Im weiteren Verlauf seines klugen und hochinteressanten Programms spielte Welzel noch andere Stücke zu Kirchenliedern, freilich solche des 20. Jahrhunderts, bei denen der englische Choral und die amerikanische Bearbeitung hierzulande eher wenig bekannt sind. Das gilt für das elegische Lamento von George Baker über ein Lied von Herbert Howells oder Gerre Hancocks „Prelude and Fugue on Union Seminary“. In beiden Fällen gelangen dem Organisten überaus eindrückliche Wiedergaben, die der Musik an formaler Durchdringung, Aura und klanglicher Profilierung nichts schuldig blieben.
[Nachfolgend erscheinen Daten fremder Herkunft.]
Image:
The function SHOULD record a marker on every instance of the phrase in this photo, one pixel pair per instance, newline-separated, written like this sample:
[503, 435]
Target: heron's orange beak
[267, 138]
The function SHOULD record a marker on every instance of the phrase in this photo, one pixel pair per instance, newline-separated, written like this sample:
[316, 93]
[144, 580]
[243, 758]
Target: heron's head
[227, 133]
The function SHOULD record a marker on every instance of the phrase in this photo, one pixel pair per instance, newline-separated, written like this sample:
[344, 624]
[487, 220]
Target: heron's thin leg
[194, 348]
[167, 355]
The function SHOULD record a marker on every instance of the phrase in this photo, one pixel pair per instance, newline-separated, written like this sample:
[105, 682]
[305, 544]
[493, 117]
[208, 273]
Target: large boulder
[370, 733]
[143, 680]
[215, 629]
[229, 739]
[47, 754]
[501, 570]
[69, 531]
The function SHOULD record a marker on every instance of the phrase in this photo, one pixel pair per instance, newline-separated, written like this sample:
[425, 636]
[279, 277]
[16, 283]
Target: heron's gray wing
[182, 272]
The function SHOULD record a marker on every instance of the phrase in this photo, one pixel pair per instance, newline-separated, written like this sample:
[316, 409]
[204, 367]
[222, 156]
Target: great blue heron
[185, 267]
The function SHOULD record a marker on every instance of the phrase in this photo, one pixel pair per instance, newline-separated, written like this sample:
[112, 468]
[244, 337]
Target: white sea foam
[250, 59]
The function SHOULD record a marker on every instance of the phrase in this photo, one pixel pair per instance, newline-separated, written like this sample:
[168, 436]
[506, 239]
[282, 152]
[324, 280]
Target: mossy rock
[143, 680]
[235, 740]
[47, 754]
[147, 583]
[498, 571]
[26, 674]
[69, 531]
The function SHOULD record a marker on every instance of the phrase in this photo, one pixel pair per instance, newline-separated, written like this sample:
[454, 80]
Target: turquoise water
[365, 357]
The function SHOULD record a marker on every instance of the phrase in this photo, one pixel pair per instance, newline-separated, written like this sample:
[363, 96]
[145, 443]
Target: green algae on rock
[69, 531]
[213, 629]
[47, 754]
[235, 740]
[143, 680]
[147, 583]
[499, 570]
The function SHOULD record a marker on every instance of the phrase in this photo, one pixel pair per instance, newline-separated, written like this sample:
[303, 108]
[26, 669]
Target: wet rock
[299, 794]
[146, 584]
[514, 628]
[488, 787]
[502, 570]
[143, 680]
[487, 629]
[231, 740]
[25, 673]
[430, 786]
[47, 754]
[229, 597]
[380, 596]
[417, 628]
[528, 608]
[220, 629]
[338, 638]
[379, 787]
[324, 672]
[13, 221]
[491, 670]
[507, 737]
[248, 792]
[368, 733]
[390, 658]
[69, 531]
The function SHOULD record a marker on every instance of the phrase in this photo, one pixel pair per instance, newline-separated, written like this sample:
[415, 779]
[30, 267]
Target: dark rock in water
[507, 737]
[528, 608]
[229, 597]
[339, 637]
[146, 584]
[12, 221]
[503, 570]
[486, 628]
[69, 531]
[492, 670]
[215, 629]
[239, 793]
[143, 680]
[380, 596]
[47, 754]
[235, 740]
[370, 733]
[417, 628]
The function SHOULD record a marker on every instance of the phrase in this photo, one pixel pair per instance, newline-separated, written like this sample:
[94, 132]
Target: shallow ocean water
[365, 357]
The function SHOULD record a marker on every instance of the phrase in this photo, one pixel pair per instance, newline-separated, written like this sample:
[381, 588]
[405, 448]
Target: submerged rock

Nicht choralbezogen, aber selbstverständlich eng verbunden mit Reger als ein ultimatives Vorbild polyphoner Kunst ist das sechsstimmige Ricercar aus Bachs „Musikalischem Opfer“. Welzel spielte eine Orgelversion von Jean Guillou, die als grandiose dynamische Steigerung angelegt ist und deren packende Wirkung der Interpret voll auskostete.

Einen anderen dynamischen Verlauf hat Frank Bridges Adagio in E-Dur, das leise beginnt, dann an Ton zunimmt, um wieder zart auszuklingen. Welzel faszinierte bei diesem wundervollen Stück durch die ausdrucksvolle innere Bewegung und den Klangzauber seines Orgelspiels. Zum 25. Todestag von Jean Langlais spielte Welzel „Thème et Variations“ aus der „Hommage à Frescobaldi“ als schillerndes Farbenspiel, ehe er in der virtuosen Toccata von Simon Preston noch einmal die Möglichkeiten der Domorgel und seine eigene Virtuosität mit großer Überzeugungskraft optimal einsetzte. Viel Beifall für eine Stunde eindrucksvoller Orgelkunst.

Die berühmteste der Choralfantasien Regers, die zu „Wachet auf“, beschließt den Zyklus am 19. November, dann spielt Dominique Sauer.